Questo nuovo approccio, che verrà approfondito durante la conferenza Black Hat di Las Vegas (2-7 agosto 2025), rappresenta un passo avanti rispetto alle tradizionali applicazioni dell’intelligenza artificiale nel campo del cybercrime.
Malware AI: come funzionano
Fino ad oggi, l’AI era stata impiegata principalmente per generare codice malevolo semplice o per rendere più convincenti le campagne di phishing. Il progetto di Avery, invece, introduce una nuova generazione di malware in grado di evolversi autonomamente e di eludere sistemi di difesa avanzati come Microsoft Defender.
Il cuore di questa innovazione risiede nell’adozione del reinforcement learning, una metodologia che consente all’AI di migliorare le proprie strategie di evasione in modo autonomo, senza la necessità di accedere a vasti archivi di malware preesistenti. Grazie a questa tecnica, il modello apprende dai propri errori e ottimizza le sue azioni ricevendo ricompense ogni volta che riesce a generare un malware in grado di aggirare i controlli di sicurezza.
La tecnologia alla base di questa soluzione si fonda su modelli di nuova generazione come OpenAI o1 e DeepSeek R1, progettati per eccellere in compiti specifici tramite un sistema di ricompense verificabili. Tuttavia, Avery ha scelto di utilizzare Qwen 2.5, un modello open source, integrandolo in un ambiente di test strutturato che include Microsoft Defender e meccanismi automatici per valutare in tempo reale l’efficacia del malware prodotto.
Il funzionamento del sistema è tanto semplice quanto efficace: ogni volta che l’intelligenza artificiale riesce a creare un malware funzionante, riceve una “ricompensa”, perfezionando così progressivamente la propria capacità di eludere i controlli. Il risultato è un tasso di successo dell’8%, che permette di ottenere un malware completamente invisibile ai sistemi difensivi Microsoft dopo circa dodici tentativi. Questo dato supera nettamente le performance di modelli concorrenti, come quelli sviluppati da Anthropic e DeepSeek, che non raggiungono nemmeno l’1% di efficacia.
I malware AI costano poco
Uno degli aspetti più preoccupanti di questa tecnologia è la sua economicità. Il sistema, infatti, può essere eseguito su hardware consumer e richiede un investimento relativamente contenuto, stimato tra i 1.500 e i 1.600 dollari. Ciò significa che strumenti AI driven così avanzati sono ormai alla portata di un numero sempre maggiore di potenziali attaccanti, abbassando notevolmente la soglia d’ingresso per attività di hacking sofisticate e aumentando i rischi per aziende e utenti privati.

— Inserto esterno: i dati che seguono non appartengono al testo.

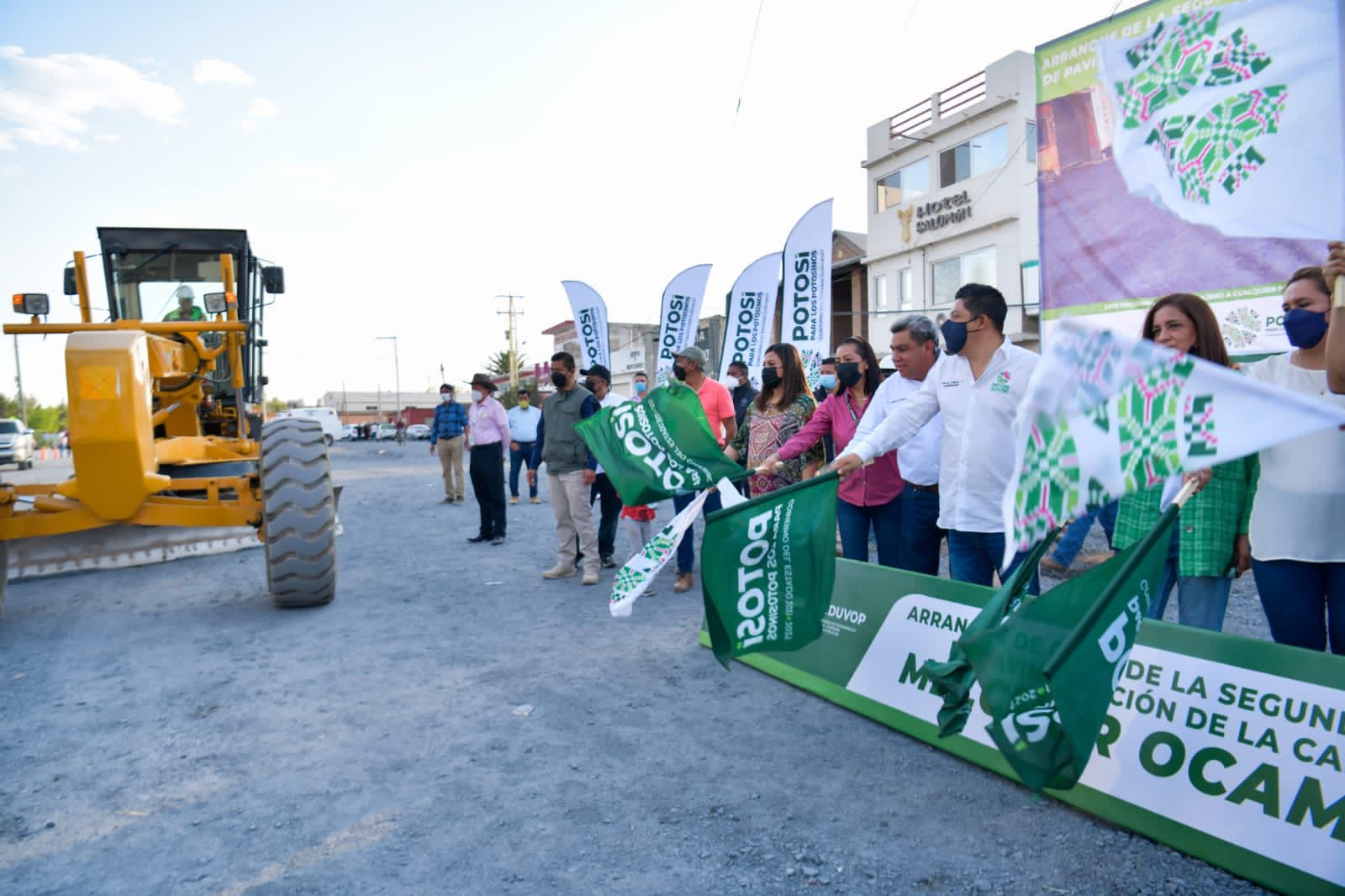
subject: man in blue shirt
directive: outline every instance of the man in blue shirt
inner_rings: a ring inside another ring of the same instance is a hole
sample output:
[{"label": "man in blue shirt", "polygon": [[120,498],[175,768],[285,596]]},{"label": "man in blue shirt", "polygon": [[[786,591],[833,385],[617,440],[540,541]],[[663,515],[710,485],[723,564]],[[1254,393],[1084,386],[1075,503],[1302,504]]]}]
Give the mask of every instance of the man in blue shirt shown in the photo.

Questa democratizzazione degli strumenti di attacco pone la comunità della cybersecurity di fronte a una sfida senza precedenti. Le strategie difensive tradizionali rischiano di diventare rapidamente obsolete in un contesto in cui l’intelligenza artificiale può essere addestrata specificamente per aggirare ogni tipo di barriera. La corsa agli armamenti digitali si fa sempre più serrata, con aziende e ricercatori impegnati nello sviluppo di nuove contromisure capaci di fronteggiare minacce sempre più sofisticate e AI driven.